Unless the plaintiff in a personal injury case has secured proof of the opposing party’s negligence, that same plaintiff has little chance for winning a desirable verdict.
Issues that must be resolved, in order to prove negligence
Was stated reason for accident an action that was carried out by employee, while following an employer’s directions?
What was the direct cause for the reported accident? Did that same incident have an indirect cause?
What was the nature of the resulting injuries?
—Did victim suffer physical pain?
—Did victim suffer psychological discomfort?
What financial consequences should the negligent defendant suffer?
Should it be the need to reimburse the victim for his/her medical bills?
Should it be required reimbursement of the plaintiff’s medical bills?
Should it be repayment of the plaintiff’s lost earnings? What about a lost opportunity to go after future earnings?

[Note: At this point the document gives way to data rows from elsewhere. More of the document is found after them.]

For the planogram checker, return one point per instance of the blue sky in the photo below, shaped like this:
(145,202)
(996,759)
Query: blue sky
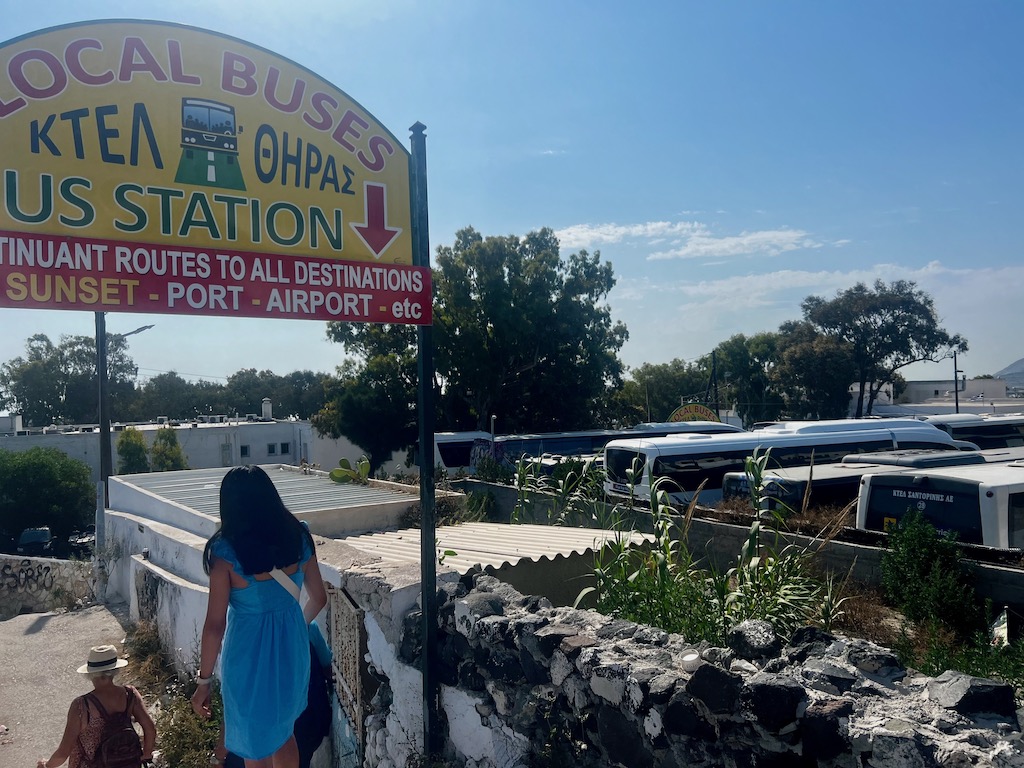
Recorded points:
(729,159)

Does the responsible party have to compensate the victim for permanent damage?
—Could that be the sort of damage that has caused development of a disability?

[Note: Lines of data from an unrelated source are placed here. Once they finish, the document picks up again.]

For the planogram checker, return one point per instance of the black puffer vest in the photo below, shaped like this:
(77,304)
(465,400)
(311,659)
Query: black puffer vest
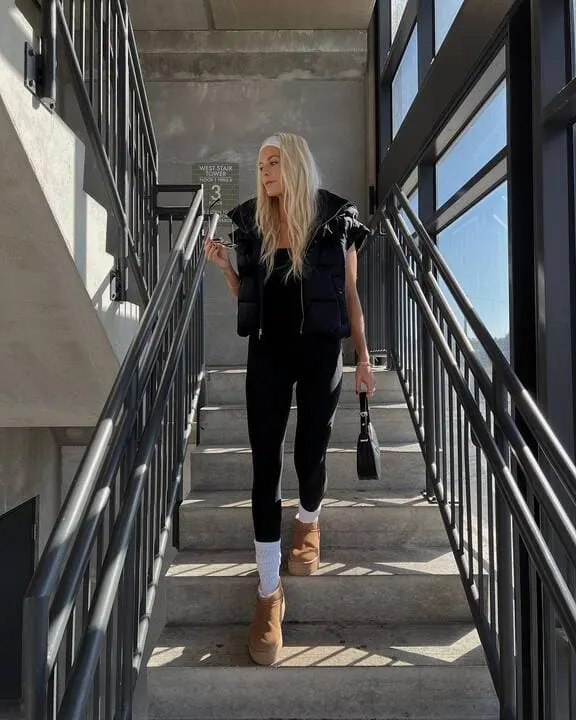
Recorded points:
(324,310)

—Could that be the sort of damage that has refigured some part of the plaintiff’s body?
What are some devices that help to prove negligence?
• Equipment for taking blood alcohol test
• Cell phone records, showing date and time of each call
• Results from a diagnostic test
• Picture on a dash cam.
Would an insurance company be apt to acknowledge each of those devices as a source of information that could prove negligence?
The traffic authorities normally use a blood alcohol test to prove commission of DWI. For that reason, an insurance company would feel compelled to accept the ability of such a test to showcase a driver’s negligence, as per injury lawyer in Georgetown.
By the same token, it could prove difficult for an insurance adjuster to fight the implications of data from a driver’s cell phone records. In other words, such data could be used in an effort that was directed at proving negligence.
An insurance company might be less accepting of the results from a diagnostic test. The adjuster might insist on proof that other findings had showcased the need for such a test. Insurance companies do not like to pay for unnecessary tests.
An insurance company would not question the meaning of a picture on a dash cam. An experienced adjuster would know that the same picture could be shown to members of the jury during a courtroom trial. That, almost certainly, would make the defendant’s payment large.
The adjuster’s awareness of that fact would push the insurer to cooperate with an effort at creating an out-of-court resolution. Insurance companies do not like to take part in a courtroom procedure. Hence, any obvious sign of negligence would be apt to hasten the insurer’s agreement to a settlement.